Monday, September 12, 2011

The Green River Killer - The Graphic Novel?


Yes.

From a piece in the Los Angeles Times...

GB: It took you a while to finish this project and do so in this medium; like your father you were on its “trail” a long time. Talk a bit about the path — it started as a magazine article, correct?

JJ: I’m a journalist, so when I got the idea to tell my father’s story, I thought: magazine article. It was a story with timely, relevant themes that I thought a lot of people would find compelling — the lasting impact of catastrophe; a confrontation with evil — so I pitched it to GQ. In the winter of 2003-04, I interviewed my father, his colleagues, Ridgway’s lawyer, and even got some written answers to written questions from Ridgway himself. But the first draft of the article was a mess. It was too long and the tone was all wrong. I couldn’t figure out if I was writing true crime or memoir. It worked as neither, or as a mutant hybrid of both. By the time I figured out how to approach it, I had missed the window of opportunity, and GQ and I parted ways. That was some hard failure. I remained determined to tell my father’s story. There some powerful moments that I wanted to share with the world — moments I began seeing as comic book scenes. I had written comics in the past for DC and Marvel. And it was my father who introduced me to comics as a little kid.
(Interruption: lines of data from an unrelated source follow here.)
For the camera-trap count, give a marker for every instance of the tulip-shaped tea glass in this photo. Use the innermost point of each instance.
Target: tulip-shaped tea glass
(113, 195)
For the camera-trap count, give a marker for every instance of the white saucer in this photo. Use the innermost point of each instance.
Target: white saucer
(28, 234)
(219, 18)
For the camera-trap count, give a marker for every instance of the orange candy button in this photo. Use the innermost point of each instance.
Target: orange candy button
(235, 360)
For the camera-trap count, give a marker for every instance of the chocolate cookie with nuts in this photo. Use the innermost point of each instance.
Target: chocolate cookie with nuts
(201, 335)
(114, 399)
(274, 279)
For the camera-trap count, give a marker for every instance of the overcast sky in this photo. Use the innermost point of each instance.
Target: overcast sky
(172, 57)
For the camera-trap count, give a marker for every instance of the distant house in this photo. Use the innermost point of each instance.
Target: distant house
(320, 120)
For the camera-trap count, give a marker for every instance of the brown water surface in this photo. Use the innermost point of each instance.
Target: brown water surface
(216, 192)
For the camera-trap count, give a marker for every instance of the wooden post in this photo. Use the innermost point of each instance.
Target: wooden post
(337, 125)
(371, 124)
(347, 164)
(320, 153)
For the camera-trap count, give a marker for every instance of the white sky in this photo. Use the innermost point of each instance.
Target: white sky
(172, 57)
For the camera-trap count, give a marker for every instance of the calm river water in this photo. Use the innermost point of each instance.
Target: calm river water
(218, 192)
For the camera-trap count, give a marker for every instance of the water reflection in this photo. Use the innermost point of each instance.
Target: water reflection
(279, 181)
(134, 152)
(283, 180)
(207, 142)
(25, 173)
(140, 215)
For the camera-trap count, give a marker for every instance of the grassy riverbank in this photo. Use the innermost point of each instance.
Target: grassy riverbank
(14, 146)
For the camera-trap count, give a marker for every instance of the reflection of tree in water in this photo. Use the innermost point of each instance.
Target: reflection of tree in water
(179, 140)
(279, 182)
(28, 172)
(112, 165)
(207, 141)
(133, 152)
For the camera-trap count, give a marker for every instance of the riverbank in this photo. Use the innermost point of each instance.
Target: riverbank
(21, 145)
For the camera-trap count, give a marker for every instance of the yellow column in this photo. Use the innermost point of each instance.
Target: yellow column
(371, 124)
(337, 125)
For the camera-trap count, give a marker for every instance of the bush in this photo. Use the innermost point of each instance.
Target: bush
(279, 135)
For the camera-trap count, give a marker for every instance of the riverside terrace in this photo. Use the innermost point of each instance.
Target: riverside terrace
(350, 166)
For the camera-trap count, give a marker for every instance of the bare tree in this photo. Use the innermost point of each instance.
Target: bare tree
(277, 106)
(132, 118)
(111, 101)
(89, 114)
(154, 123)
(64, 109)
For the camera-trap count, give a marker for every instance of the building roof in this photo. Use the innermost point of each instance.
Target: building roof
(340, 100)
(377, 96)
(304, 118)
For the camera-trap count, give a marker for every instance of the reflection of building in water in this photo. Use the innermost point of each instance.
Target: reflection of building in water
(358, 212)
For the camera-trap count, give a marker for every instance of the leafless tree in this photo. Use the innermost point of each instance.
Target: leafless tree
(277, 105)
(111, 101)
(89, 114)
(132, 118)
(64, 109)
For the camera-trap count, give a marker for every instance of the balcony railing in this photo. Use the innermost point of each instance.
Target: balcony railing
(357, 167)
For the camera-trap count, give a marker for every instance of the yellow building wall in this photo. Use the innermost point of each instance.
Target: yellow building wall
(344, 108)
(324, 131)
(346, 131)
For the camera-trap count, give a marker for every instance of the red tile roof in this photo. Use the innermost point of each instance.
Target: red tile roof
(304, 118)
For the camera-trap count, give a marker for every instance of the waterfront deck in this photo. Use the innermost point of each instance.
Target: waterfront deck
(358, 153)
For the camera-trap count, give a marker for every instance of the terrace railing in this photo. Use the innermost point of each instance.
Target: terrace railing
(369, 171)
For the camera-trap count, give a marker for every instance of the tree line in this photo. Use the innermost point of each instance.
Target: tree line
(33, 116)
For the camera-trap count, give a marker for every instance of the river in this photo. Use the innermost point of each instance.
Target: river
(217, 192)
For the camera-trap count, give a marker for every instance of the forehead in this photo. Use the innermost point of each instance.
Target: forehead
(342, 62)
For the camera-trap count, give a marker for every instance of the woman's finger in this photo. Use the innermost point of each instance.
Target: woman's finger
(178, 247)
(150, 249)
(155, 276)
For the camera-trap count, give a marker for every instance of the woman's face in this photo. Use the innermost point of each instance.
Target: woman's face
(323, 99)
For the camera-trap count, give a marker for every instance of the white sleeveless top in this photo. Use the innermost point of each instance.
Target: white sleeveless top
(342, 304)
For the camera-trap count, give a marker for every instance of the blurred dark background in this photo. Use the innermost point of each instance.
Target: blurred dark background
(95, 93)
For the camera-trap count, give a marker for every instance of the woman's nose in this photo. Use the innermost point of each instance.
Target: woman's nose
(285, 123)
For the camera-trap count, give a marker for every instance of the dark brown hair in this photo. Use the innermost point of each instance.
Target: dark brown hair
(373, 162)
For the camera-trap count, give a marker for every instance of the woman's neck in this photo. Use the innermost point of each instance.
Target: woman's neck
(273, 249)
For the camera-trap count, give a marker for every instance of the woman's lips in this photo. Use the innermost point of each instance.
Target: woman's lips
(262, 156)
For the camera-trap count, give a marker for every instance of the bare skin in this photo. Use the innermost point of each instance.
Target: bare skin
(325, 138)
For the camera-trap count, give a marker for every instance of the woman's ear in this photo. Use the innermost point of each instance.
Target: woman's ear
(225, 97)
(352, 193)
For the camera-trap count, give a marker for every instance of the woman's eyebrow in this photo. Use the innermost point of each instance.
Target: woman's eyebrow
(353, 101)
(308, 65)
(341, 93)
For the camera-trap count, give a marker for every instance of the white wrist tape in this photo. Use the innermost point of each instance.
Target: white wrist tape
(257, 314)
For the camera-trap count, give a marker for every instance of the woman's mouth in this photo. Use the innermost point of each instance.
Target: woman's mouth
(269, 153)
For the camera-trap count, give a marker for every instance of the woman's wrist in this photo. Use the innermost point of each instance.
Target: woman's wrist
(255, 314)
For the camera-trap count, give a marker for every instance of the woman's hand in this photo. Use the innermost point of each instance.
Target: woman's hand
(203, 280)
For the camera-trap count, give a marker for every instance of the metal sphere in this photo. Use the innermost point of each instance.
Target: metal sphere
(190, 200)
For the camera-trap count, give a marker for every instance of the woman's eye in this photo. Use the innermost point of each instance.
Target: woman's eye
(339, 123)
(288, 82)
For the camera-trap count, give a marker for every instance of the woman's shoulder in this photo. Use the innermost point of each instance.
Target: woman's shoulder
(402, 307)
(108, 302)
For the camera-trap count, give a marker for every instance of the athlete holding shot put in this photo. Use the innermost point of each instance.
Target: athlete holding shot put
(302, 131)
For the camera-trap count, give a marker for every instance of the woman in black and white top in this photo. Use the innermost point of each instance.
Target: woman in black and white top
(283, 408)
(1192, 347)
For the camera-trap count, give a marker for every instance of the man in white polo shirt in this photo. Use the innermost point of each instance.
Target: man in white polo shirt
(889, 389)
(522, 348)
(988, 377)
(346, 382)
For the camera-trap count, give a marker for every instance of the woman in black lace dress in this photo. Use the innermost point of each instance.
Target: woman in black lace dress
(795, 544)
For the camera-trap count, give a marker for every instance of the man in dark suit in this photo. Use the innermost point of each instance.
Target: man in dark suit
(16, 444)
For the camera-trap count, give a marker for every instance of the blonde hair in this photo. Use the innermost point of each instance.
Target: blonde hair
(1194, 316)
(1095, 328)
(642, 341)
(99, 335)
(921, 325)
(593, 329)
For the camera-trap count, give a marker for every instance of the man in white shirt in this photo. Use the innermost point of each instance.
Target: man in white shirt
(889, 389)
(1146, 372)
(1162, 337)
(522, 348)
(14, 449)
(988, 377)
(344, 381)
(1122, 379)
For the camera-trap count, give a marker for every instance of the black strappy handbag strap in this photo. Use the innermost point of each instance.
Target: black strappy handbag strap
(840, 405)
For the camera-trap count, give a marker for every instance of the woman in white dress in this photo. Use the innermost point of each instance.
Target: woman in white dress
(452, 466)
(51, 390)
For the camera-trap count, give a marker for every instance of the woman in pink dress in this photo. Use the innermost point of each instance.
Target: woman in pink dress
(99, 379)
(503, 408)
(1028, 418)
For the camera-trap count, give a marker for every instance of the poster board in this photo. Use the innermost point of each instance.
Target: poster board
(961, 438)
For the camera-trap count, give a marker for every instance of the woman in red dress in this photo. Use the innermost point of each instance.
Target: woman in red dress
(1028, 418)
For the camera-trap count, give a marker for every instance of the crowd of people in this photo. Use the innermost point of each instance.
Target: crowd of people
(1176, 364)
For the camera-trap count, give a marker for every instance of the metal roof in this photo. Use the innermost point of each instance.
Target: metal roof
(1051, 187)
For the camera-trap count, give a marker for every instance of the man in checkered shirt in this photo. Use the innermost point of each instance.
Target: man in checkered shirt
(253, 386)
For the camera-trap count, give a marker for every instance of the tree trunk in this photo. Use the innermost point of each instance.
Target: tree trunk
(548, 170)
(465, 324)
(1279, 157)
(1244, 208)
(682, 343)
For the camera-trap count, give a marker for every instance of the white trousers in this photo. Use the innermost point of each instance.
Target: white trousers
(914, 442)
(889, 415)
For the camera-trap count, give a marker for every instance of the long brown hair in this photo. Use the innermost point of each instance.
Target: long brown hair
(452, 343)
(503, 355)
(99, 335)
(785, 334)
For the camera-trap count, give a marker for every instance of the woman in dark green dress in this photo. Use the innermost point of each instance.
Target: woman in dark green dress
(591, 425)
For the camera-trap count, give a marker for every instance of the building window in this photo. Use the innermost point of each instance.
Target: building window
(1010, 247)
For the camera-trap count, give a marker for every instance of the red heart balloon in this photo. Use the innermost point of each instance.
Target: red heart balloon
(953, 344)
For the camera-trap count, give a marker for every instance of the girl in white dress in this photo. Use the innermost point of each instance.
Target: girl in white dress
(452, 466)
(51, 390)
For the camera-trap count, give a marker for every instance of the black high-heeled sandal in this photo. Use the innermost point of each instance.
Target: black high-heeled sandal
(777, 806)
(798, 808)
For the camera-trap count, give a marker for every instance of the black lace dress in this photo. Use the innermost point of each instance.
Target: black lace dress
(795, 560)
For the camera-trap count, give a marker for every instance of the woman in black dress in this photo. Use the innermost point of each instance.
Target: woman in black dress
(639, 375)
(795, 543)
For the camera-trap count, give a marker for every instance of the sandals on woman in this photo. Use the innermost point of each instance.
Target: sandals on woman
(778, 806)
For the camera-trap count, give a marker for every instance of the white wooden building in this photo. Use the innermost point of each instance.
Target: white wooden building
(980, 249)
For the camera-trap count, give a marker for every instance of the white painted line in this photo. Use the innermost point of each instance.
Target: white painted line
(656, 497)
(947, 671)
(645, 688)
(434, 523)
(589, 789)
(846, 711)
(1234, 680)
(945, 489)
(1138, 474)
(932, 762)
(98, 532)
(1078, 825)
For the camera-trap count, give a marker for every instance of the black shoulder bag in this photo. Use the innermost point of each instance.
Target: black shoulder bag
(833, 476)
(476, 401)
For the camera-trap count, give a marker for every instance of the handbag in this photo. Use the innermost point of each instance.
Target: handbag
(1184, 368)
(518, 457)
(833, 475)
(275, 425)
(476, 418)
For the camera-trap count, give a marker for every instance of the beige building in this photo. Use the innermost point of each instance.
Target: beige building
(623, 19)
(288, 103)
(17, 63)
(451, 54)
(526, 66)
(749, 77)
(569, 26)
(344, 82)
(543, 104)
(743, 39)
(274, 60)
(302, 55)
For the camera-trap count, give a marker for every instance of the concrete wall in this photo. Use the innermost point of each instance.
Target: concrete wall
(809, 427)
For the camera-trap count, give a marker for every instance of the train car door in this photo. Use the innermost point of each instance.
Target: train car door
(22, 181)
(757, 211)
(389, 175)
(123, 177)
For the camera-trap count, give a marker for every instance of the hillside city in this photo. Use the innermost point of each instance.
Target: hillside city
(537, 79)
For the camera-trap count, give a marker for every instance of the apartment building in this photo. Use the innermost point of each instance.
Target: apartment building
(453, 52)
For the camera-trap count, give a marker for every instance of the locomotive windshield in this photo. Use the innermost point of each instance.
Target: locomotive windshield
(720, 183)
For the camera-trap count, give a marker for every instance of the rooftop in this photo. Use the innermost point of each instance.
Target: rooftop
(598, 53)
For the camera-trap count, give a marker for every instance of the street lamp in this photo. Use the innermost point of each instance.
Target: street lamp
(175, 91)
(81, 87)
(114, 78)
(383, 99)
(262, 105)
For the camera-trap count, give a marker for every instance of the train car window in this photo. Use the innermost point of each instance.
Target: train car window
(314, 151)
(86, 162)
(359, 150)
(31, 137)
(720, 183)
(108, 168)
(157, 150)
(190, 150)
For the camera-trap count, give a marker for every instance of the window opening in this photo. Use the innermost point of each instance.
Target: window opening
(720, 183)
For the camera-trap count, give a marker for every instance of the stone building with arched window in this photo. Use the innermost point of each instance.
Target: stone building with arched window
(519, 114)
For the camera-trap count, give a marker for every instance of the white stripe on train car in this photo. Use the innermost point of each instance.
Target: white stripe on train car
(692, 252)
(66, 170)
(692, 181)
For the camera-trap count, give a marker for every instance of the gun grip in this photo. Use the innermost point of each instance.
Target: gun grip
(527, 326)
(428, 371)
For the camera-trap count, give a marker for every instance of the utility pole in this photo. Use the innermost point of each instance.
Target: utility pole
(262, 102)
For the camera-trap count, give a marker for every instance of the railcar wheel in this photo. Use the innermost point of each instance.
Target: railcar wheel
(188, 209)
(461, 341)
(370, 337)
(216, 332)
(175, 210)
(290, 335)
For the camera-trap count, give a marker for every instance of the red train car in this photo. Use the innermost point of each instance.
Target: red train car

He used to read them to me when he got home from patrol. The more I thought about the more I fell in love with the idea of telling his story in dramatic form, with a graphic novel. It would be a personal, meaningful, creative way to tell the story. It took me a couple years to get around to pitching it to publishers. Just about the time I was ready to do so, I became waaayyy obsessed with “Lost,” and my wife was diagnosed with brain cancer. Strange, tough times. In 2008, I approached Dark Horse about the project — I wanted to work with a Pacific Northwest publisher — and began working on the book, with my father’s blessing.